Seabed mining 'science robust'
As Trans-Tasman Resources (TTR) outlined why it wants to vacuum the Taranaki seabed for millions of tonnes of iron sand, opponents held a "silent protest" calling for a moratorium on all seabed mining.
The company says the project would see it spend $150 million a year in New Zealand.
But opponents say there would be little financial benefit for taxpayers and are calling for a moratorium on iron sand seabed mining which they say could stretch from Whanganui to Northland.
The Environmental Protection Authority hearing started in Wellington yesterday to consider the first marine consent application under new laws to mine iron sand from a 65.76 square kilometre section of the South Taranaki Bight.
TTR, about 90 per cent foreign-owned, has already spent more than $50m on the project since it was established in 2007 to explore, assess and develop the iron sands off the North Island's west coast.
The judgment from a five-strong panel would set a precedent for future seabed mining applications. TTR chief executive Tim Crossley started proceedings with a general outline of the application which critics say would potentially harm the marine environment.

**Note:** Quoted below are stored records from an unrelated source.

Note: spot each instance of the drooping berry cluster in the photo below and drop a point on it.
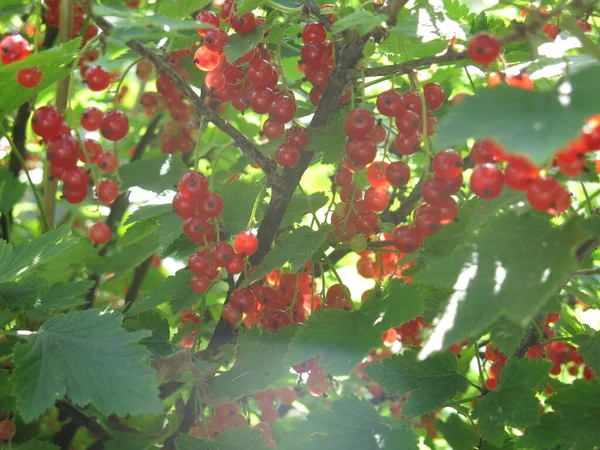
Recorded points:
(544, 192)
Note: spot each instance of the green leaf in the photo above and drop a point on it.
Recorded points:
(328, 140)
(589, 348)
(35, 445)
(54, 67)
(302, 204)
(180, 8)
(579, 408)
(240, 44)
(458, 433)
(28, 254)
(344, 338)
(175, 289)
(511, 266)
(239, 197)
(244, 6)
(11, 190)
(513, 401)
(506, 335)
(232, 439)
(536, 123)
(296, 248)
(156, 174)
(351, 424)
(88, 357)
(363, 20)
(261, 356)
(431, 382)
(158, 342)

The company has applied to vacuum 50 million tonnes from the seabed a year, for 20 years.
It had already spent "well in excess of $8 million" on research focused on the environment and the effects the mining proposal may have on it. "We would say no other past marine project, other than perhaps investigations into the Maui gas fields in the 70s and 80s, has been researched as deeply."

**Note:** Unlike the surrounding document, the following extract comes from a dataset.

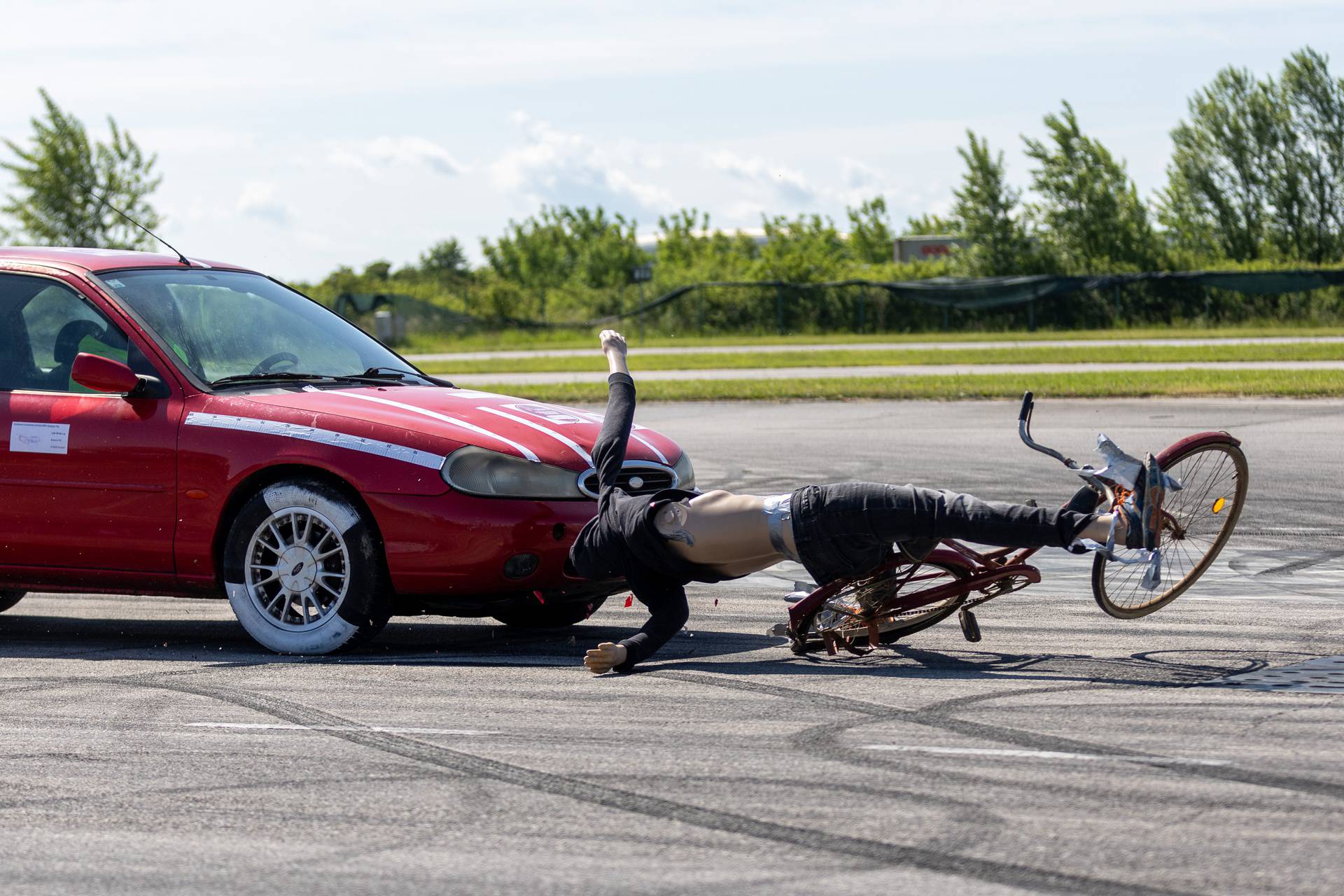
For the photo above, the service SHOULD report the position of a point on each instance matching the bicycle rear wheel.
(848, 613)
(1196, 523)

The process would see iron sand vacuumed onto a vessel where magnetite concentrate would be extracted, then pumped to a second vessel to be cleaned using fresh water. It would then be transferred to another ship to be transported to world markets.
The system allows for "single pass" mining - the seabed is vacuumed once and then backfilled - on 300 metre by 300m predetermined blocks. The submarine crawler which vacuums the sand would move at between 60m and 70m an hour.
"In reality our environmental footprint is confined pretty much to a 300m by 300m space" at any one time, Crossley said.
Every item on the production chain would utilise proven "mature technology", he said.
If mining were to start, TTR would spend around $150m a year, benefiting New Zealand's economy in general and Taranaki's in particular.
"We are extremely confident that the science and economic analysis is robust."
Kiwis Against Seabed Mining (KASM) used Facebook to organise a silent protest outside the hearing. Chairman Phil McCabe said before the hearing that the precedent-setting nature of the case, and inadequate evidence provided by TTR that seabed mining would not damage the environment, made a good case for a moratorium.
"The west coast from Whanganui to Cape Reinga is up for exploration.
"If this Government gets what they want you'll see these types of operations happening throughout our waters."
He said moratoria on seabed mining were already in place in Namibia and Australia's Northern Territory.
Protester and Green MP Gareth Hughes also called for a moratorium "across all the seabed mining projects" proposed for New Zealand.
"It really is the frontier of resource extraction and we are a world first trial bed. We need to make sure we aren't damaging the environment before we undertake projects such as this."
The hearing is scheduled to run till early May.